Word2Vec is an alternative approach which uses neural networks to find word embeddings. It can discover similarities between words such that words which are semantically close together have similar embeddings. Vector size is much less than vocabulary size and is usually selected according to corpus size.
Two famous Word2Vec architectures are continuous bag-of-words (CBOW) and skip-gram. CBOW uses surrounding words to predict current word while skip-gram aims to predict surrounding words using current word.

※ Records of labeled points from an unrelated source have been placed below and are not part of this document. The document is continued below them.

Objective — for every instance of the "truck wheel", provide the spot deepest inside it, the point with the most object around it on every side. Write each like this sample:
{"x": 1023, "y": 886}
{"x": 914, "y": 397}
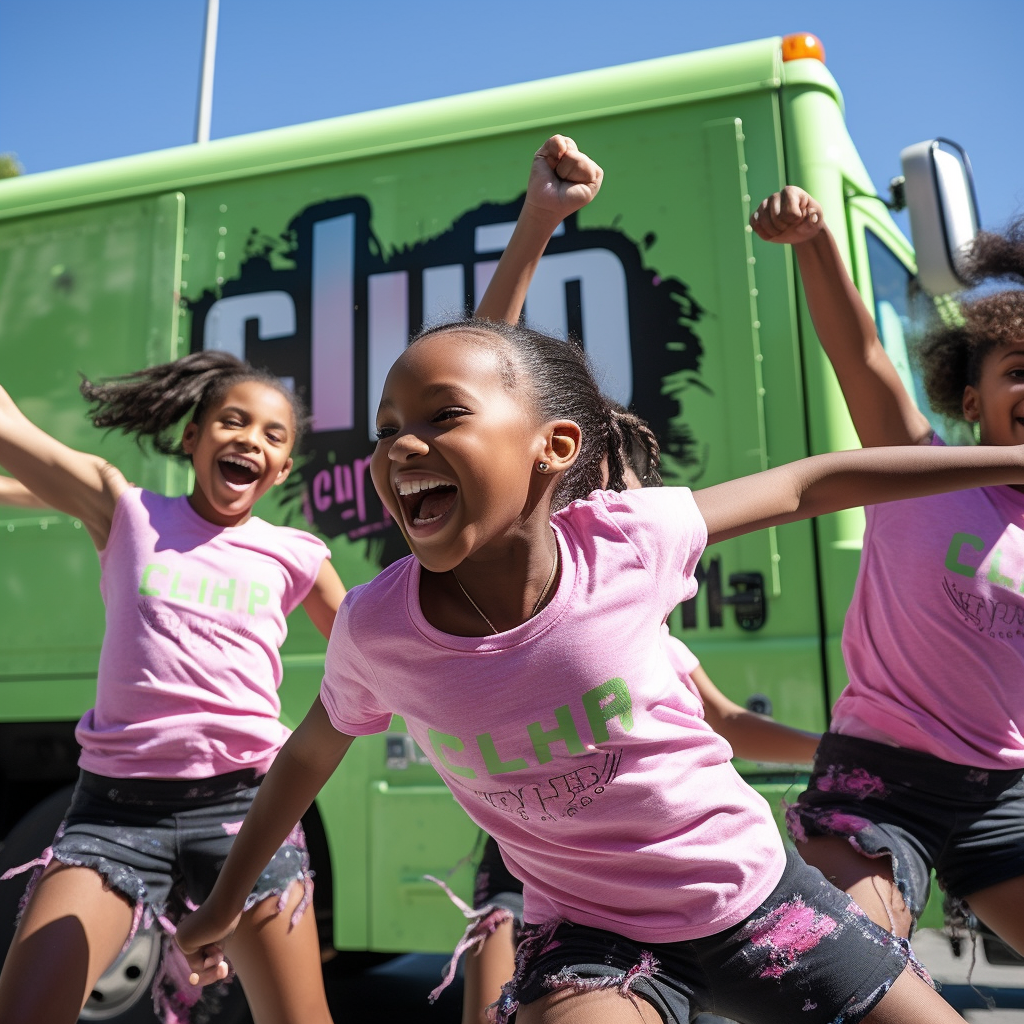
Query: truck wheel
{"x": 122, "y": 994}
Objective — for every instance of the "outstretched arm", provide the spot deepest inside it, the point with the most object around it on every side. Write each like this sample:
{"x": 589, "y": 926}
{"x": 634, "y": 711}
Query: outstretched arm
{"x": 298, "y": 773}
{"x": 83, "y": 485}
{"x": 16, "y": 494}
{"x": 325, "y": 598}
{"x": 882, "y": 410}
{"x": 561, "y": 180}
{"x": 753, "y": 736}
{"x": 825, "y": 483}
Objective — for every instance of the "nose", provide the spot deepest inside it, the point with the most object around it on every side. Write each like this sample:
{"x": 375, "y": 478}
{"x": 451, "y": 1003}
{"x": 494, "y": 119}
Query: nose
{"x": 407, "y": 445}
{"x": 248, "y": 434}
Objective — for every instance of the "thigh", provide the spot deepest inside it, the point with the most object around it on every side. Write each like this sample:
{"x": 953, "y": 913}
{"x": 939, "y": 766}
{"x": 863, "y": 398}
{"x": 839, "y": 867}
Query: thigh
{"x": 278, "y": 962}
{"x": 485, "y": 971}
{"x": 910, "y": 1000}
{"x": 1001, "y": 908}
{"x": 72, "y": 930}
{"x": 607, "y": 1006}
{"x": 868, "y": 880}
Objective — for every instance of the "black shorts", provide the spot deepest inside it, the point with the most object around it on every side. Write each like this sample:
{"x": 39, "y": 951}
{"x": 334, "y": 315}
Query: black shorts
{"x": 808, "y": 953}
{"x": 496, "y": 885}
{"x": 925, "y": 813}
{"x": 161, "y": 845}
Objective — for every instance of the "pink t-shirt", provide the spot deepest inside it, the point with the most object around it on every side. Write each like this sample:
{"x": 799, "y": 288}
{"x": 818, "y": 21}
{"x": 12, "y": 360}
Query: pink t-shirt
{"x": 569, "y": 738}
{"x": 189, "y": 667}
{"x": 683, "y": 663}
{"x": 934, "y": 638}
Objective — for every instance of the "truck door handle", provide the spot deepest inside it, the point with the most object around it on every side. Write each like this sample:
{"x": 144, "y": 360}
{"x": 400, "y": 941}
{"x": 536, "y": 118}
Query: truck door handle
{"x": 749, "y": 603}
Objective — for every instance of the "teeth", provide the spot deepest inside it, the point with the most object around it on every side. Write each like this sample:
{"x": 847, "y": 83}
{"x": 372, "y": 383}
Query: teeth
{"x": 415, "y": 486}
{"x": 239, "y": 461}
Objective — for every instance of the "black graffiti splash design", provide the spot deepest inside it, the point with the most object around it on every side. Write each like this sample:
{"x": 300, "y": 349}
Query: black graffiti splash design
{"x": 666, "y": 352}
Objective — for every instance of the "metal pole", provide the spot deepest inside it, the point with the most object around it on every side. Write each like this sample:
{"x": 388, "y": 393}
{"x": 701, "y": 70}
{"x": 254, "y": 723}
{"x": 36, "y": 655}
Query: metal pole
{"x": 205, "y": 113}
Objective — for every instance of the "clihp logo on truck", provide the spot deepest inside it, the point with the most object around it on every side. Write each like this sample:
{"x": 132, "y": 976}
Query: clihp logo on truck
{"x": 327, "y": 307}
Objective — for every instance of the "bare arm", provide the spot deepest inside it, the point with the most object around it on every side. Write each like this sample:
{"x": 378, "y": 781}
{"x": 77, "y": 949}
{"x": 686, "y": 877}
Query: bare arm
{"x": 83, "y": 485}
{"x": 882, "y": 410}
{"x": 306, "y": 761}
{"x": 825, "y": 483}
{"x": 325, "y": 598}
{"x": 17, "y": 495}
{"x": 755, "y": 737}
{"x": 561, "y": 180}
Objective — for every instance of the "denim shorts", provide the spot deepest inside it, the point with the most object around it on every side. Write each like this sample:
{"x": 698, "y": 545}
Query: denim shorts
{"x": 967, "y": 823}
{"x": 161, "y": 844}
{"x": 808, "y": 953}
{"x": 496, "y": 885}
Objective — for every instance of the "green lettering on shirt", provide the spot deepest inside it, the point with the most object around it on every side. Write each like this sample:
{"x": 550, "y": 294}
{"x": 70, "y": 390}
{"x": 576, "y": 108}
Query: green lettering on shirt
{"x": 143, "y": 587}
{"x": 438, "y": 740}
{"x": 598, "y": 714}
{"x": 952, "y": 553}
{"x": 566, "y": 732}
{"x": 994, "y": 576}
{"x": 258, "y": 594}
{"x": 224, "y": 590}
{"x": 491, "y": 758}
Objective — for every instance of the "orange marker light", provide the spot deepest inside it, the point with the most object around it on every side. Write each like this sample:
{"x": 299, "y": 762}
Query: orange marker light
{"x": 802, "y": 44}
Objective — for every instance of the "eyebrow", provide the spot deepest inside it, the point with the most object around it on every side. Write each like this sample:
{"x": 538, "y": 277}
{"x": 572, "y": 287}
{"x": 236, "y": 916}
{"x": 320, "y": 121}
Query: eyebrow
{"x": 239, "y": 411}
{"x": 455, "y": 390}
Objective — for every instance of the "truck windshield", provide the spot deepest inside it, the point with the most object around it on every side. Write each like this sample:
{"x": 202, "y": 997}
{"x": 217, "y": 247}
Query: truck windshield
{"x": 903, "y": 314}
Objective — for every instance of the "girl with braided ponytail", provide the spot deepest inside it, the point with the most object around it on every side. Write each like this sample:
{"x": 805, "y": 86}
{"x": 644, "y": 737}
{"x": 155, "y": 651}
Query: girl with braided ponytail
{"x": 922, "y": 768}
{"x": 185, "y": 722}
{"x": 520, "y": 642}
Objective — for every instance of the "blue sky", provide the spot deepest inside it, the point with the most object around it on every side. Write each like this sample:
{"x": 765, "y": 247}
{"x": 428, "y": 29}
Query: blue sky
{"x": 85, "y": 81}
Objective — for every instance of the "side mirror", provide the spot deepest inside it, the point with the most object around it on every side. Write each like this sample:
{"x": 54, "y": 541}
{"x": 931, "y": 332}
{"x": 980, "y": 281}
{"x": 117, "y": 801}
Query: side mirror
{"x": 940, "y": 197}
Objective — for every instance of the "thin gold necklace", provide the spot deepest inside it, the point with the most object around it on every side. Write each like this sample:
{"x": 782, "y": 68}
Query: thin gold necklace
{"x": 544, "y": 594}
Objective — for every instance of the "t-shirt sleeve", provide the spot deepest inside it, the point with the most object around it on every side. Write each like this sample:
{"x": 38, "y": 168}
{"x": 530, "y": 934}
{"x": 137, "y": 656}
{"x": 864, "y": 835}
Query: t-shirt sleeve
{"x": 349, "y": 691}
{"x": 668, "y": 532}
{"x": 303, "y": 554}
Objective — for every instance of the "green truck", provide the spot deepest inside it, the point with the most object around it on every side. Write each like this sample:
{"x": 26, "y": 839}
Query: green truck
{"x": 315, "y": 251}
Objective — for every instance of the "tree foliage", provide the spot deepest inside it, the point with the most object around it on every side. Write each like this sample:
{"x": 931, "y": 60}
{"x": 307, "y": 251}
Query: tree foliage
{"x": 10, "y": 166}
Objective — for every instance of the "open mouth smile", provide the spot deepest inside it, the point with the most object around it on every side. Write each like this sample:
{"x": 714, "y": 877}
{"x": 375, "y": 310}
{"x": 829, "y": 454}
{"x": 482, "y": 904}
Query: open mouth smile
{"x": 426, "y": 501}
{"x": 239, "y": 472}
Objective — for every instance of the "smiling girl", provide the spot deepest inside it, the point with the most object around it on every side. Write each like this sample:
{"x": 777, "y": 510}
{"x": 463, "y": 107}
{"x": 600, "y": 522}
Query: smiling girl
{"x": 924, "y": 764}
{"x": 185, "y": 722}
{"x": 521, "y": 644}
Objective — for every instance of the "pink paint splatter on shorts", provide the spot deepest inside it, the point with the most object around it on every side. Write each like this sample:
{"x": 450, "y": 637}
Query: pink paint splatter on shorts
{"x": 787, "y": 933}
{"x": 859, "y": 783}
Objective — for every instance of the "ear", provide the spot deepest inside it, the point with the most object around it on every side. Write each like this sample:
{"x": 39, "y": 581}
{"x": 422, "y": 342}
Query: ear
{"x": 562, "y": 444}
{"x": 972, "y": 403}
{"x": 283, "y": 474}
{"x": 189, "y": 436}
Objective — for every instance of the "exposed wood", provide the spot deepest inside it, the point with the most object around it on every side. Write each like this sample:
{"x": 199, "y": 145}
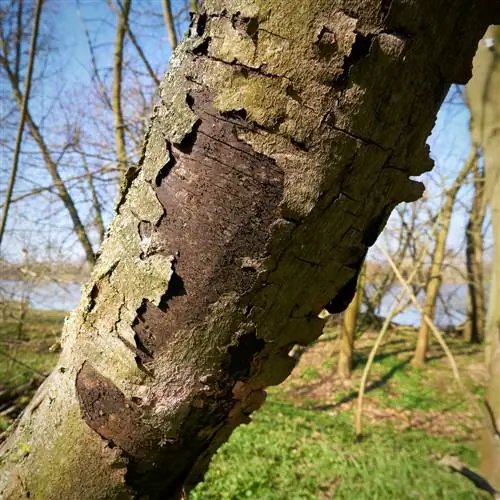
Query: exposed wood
{"x": 285, "y": 134}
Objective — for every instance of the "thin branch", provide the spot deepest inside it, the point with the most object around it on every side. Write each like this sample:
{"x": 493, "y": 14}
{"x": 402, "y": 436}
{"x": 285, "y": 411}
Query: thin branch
{"x": 169, "y": 23}
{"x": 121, "y": 152}
{"x": 479, "y": 481}
{"x": 22, "y": 119}
{"x": 20, "y": 363}
{"x": 426, "y": 318}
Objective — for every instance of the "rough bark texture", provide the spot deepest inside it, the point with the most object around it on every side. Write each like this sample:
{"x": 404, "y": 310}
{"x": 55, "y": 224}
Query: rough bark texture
{"x": 483, "y": 94}
{"x": 476, "y": 305}
{"x": 285, "y": 133}
{"x": 348, "y": 333}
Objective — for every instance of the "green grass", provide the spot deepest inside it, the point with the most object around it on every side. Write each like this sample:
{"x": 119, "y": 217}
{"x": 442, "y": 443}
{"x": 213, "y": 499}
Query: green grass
{"x": 302, "y": 445}
{"x": 293, "y": 453}
{"x": 25, "y": 352}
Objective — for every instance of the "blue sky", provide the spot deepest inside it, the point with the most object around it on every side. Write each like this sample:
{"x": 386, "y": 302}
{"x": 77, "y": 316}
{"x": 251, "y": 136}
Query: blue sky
{"x": 68, "y": 73}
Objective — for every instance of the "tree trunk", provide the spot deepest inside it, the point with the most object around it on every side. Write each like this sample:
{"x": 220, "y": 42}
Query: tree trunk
{"x": 476, "y": 306}
{"x": 285, "y": 134}
{"x": 348, "y": 333}
{"x": 484, "y": 103}
{"x": 435, "y": 277}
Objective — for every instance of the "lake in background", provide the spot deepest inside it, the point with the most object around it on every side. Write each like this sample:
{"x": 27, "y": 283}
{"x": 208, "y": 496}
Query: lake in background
{"x": 451, "y": 306}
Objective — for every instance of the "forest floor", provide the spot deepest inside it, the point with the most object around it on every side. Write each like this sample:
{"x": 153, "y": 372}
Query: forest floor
{"x": 302, "y": 444}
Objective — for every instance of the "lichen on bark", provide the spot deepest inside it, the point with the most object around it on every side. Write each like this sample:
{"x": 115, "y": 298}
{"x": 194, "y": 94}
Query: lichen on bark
{"x": 283, "y": 137}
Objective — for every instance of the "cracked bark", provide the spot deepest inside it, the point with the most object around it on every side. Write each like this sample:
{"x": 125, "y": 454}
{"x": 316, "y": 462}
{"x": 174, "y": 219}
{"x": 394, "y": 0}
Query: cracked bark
{"x": 281, "y": 141}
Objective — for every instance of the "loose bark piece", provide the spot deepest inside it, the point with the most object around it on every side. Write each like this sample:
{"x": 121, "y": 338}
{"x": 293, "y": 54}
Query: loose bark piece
{"x": 284, "y": 135}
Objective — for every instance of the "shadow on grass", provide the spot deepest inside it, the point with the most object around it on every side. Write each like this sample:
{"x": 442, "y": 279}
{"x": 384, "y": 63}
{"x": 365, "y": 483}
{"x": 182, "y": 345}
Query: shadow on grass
{"x": 376, "y": 384}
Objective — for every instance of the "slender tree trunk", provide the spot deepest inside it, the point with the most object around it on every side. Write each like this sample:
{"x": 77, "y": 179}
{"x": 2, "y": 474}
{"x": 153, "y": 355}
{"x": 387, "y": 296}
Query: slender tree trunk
{"x": 271, "y": 164}
{"x": 116, "y": 99}
{"x": 169, "y": 23}
{"x": 435, "y": 277}
{"x": 476, "y": 314}
{"x": 24, "y": 108}
{"x": 484, "y": 104}
{"x": 348, "y": 333}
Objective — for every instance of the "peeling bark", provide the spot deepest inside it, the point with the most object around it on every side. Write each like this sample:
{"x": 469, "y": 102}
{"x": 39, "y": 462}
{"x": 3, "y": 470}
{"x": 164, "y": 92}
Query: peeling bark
{"x": 284, "y": 136}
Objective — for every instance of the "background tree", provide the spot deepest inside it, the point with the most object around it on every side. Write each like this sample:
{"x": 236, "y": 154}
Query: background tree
{"x": 484, "y": 102}
{"x": 197, "y": 298}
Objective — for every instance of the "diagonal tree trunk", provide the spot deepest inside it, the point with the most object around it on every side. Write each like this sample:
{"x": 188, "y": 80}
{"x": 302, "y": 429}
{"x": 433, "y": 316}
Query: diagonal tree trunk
{"x": 348, "y": 331}
{"x": 285, "y": 134}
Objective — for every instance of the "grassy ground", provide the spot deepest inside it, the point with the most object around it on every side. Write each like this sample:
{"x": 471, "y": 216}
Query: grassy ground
{"x": 301, "y": 444}
{"x": 25, "y": 353}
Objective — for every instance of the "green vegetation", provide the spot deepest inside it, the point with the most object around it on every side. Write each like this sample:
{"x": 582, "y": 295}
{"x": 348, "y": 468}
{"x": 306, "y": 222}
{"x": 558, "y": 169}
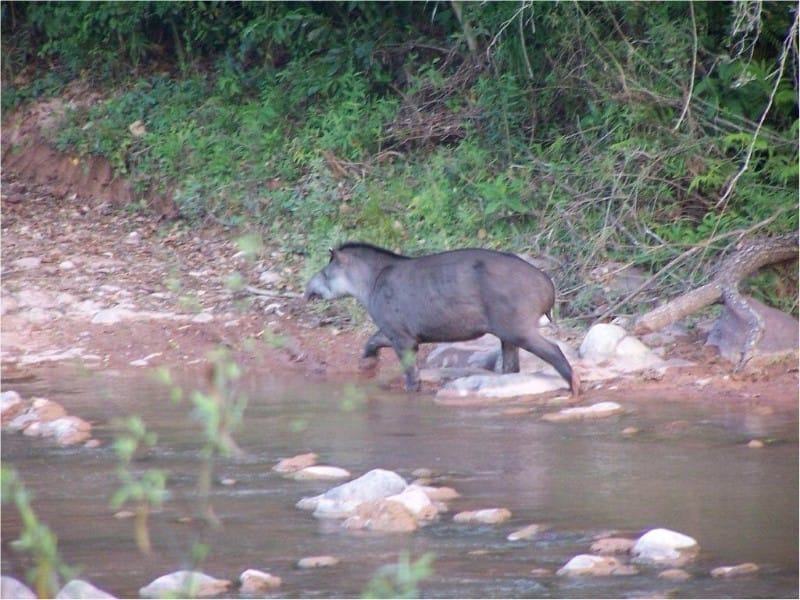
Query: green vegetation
{"x": 585, "y": 131}
{"x": 148, "y": 490}
{"x": 402, "y": 579}
{"x": 36, "y": 538}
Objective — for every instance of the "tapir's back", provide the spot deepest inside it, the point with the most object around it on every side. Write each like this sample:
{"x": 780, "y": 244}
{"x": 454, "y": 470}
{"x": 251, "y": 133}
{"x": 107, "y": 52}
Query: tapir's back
{"x": 462, "y": 294}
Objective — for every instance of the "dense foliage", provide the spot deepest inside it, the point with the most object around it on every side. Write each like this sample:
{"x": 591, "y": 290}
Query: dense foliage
{"x": 586, "y": 131}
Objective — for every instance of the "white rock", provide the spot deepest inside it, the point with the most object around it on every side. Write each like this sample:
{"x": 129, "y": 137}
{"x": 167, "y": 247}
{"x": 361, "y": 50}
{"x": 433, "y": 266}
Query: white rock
{"x": 735, "y": 571}
{"x": 595, "y": 411}
{"x": 488, "y": 516}
{"x": 319, "y": 472}
{"x": 601, "y": 341}
{"x": 254, "y": 581}
{"x": 503, "y": 386}
{"x": 341, "y": 501}
{"x": 11, "y": 404}
{"x": 417, "y": 502}
{"x": 11, "y": 588}
{"x": 79, "y": 589}
{"x": 111, "y": 316}
{"x": 185, "y": 584}
{"x": 598, "y": 566}
{"x": 295, "y": 463}
{"x": 664, "y": 547}
{"x": 526, "y": 533}
{"x": 314, "y": 562}
{"x": 27, "y": 263}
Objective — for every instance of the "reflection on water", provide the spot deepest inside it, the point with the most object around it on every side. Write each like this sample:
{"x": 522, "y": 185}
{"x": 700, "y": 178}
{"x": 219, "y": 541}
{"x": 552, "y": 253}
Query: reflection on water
{"x": 697, "y": 477}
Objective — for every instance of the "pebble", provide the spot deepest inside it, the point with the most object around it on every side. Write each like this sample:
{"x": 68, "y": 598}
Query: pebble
{"x": 609, "y": 546}
{"x": 78, "y": 588}
{"x": 295, "y": 463}
{"x": 599, "y": 410}
{"x": 526, "y": 533}
{"x": 185, "y": 584}
{"x": 735, "y": 571}
{"x": 314, "y": 562}
{"x": 674, "y": 575}
{"x": 319, "y": 473}
{"x": 387, "y": 516}
{"x": 254, "y": 581}
{"x": 440, "y": 494}
{"x": 665, "y": 547}
{"x": 489, "y": 516}
{"x": 598, "y": 566}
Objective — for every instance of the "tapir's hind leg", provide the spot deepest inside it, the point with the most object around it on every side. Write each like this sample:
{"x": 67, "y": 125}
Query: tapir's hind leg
{"x": 536, "y": 344}
{"x": 510, "y": 357}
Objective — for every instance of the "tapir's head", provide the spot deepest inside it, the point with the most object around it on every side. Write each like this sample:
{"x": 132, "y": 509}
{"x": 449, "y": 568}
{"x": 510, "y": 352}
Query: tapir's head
{"x": 336, "y": 280}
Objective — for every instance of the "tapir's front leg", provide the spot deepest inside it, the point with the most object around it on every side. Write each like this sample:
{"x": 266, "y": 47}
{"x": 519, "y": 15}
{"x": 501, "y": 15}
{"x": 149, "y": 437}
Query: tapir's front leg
{"x": 406, "y": 350}
{"x": 369, "y": 358}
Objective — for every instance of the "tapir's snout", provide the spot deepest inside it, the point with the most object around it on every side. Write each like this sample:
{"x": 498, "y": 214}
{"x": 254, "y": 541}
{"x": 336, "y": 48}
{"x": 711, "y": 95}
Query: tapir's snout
{"x": 316, "y": 288}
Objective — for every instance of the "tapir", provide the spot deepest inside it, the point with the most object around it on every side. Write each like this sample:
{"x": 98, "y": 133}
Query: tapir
{"x": 450, "y": 296}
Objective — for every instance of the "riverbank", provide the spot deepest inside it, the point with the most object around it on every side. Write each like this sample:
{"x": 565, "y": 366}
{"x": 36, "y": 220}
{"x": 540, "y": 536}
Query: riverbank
{"x": 88, "y": 284}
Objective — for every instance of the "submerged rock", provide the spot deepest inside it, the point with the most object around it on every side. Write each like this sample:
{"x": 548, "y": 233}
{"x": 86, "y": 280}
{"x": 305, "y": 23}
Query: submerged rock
{"x": 315, "y": 562}
{"x": 254, "y": 581}
{"x": 488, "y": 516}
{"x": 503, "y": 385}
{"x": 185, "y": 584}
{"x": 388, "y": 516}
{"x": 12, "y": 588}
{"x": 439, "y": 494}
{"x": 320, "y": 473}
{"x": 295, "y": 463}
{"x": 599, "y": 410}
{"x": 341, "y": 501}
{"x": 609, "y": 546}
{"x": 597, "y": 566}
{"x": 526, "y": 533}
{"x": 67, "y": 431}
{"x": 735, "y": 571}
{"x": 78, "y": 589}
{"x": 674, "y": 575}
{"x": 665, "y": 547}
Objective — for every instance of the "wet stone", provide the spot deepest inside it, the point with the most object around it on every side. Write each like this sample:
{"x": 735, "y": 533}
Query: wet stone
{"x": 488, "y": 516}
{"x": 674, "y": 575}
{"x": 735, "y": 571}
{"x": 254, "y": 581}
{"x": 185, "y": 584}
{"x": 595, "y": 566}
{"x": 78, "y": 589}
{"x": 665, "y": 547}
{"x": 610, "y": 546}
{"x": 526, "y": 533}
{"x": 295, "y": 463}
{"x": 315, "y": 562}
{"x": 319, "y": 473}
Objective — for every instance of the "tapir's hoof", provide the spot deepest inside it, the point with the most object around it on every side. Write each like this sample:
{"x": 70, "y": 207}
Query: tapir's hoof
{"x": 368, "y": 363}
{"x": 575, "y": 384}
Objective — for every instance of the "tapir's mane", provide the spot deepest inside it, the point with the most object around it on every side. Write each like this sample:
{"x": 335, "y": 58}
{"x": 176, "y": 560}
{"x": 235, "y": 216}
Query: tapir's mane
{"x": 365, "y": 246}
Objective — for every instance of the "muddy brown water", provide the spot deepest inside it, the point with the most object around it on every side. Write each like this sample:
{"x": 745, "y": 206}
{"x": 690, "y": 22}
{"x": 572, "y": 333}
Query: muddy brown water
{"x": 689, "y": 470}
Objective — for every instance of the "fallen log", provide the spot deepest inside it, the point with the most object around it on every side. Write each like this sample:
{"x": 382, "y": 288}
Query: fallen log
{"x": 750, "y": 257}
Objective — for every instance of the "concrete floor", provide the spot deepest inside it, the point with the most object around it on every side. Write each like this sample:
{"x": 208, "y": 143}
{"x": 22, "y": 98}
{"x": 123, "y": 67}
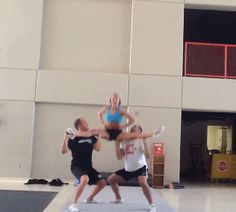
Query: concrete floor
{"x": 194, "y": 198}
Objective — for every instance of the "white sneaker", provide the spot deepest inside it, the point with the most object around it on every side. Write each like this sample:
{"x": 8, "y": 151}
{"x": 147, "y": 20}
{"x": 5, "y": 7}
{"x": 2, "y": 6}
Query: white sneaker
{"x": 73, "y": 207}
{"x": 117, "y": 201}
{"x": 152, "y": 208}
{"x": 93, "y": 201}
{"x": 158, "y": 131}
{"x": 71, "y": 132}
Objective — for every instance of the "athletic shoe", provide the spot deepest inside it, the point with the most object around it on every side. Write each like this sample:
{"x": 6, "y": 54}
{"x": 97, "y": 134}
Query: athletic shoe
{"x": 152, "y": 208}
{"x": 71, "y": 132}
{"x": 158, "y": 131}
{"x": 117, "y": 201}
{"x": 73, "y": 207}
{"x": 93, "y": 201}
{"x": 76, "y": 182}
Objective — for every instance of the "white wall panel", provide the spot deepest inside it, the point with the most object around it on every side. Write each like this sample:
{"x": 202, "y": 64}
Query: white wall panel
{"x": 80, "y": 87}
{"x": 20, "y": 33}
{"x": 16, "y": 132}
{"x": 157, "y": 38}
{"x": 209, "y": 94}
{"x": 212, "y": 3}
{"x": 17, "y": 84}
{"x": 91, "y": 35}
{"x": 155, "y": 91}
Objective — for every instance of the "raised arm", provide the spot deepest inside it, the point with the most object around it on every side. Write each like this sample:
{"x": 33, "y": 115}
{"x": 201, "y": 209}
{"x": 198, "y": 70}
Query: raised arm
{"x": 100, "y": 115}
{"x": 119, "y": 152}
{"x": 128, "y": 116}
{"x": 98, "y": 145}
{"x": 145, "y": 149}
{"x": 64, "y": 148}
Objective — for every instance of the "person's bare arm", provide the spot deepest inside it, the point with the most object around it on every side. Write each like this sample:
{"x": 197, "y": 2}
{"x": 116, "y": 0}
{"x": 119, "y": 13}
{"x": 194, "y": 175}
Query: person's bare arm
{"x": 100, "y": 115}
{"x": 119, "y": 152}
{"x": 128, "y": 116}
{"x": 145, "y": 149}
{"x": 64, "y": 148}
{"x": 98, "y": 145}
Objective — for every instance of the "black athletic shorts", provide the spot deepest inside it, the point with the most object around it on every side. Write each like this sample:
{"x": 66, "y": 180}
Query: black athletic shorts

In following cell we will try to create a Word2Vec model using movie_reviews dataset which was imported in last section.
from gensim.models import Word2Vec
documents_words = [doc[0] for doc in documents]
model = Word2Vec(sentences=documents_words, size=100, window=5, min_count=1, workers=4)
Now let's see which words are mostly similar to the word ship using Word2Vec.
sims = model.wv.most_similar('ship', topn=10) # get other similar words
sims
[('island', 0.9006446003913879), ('plane', 0.8913903832435608), ('country', 0.886518120765686), ('land', 0.8806939125061035), ('room', 0.8713586926460266), ('planet', 0.8674205541610718), ('floor', 0.8587629199028015), ('government', 0.856345534324646), ('boat', 0.8548795580863953), ('fire', 0.8527746200561523)]
Interesting! As we expected, we see words which are semantically close to the word ship, such as island, boat, plane, room, etc.
You can test other words using same syntax.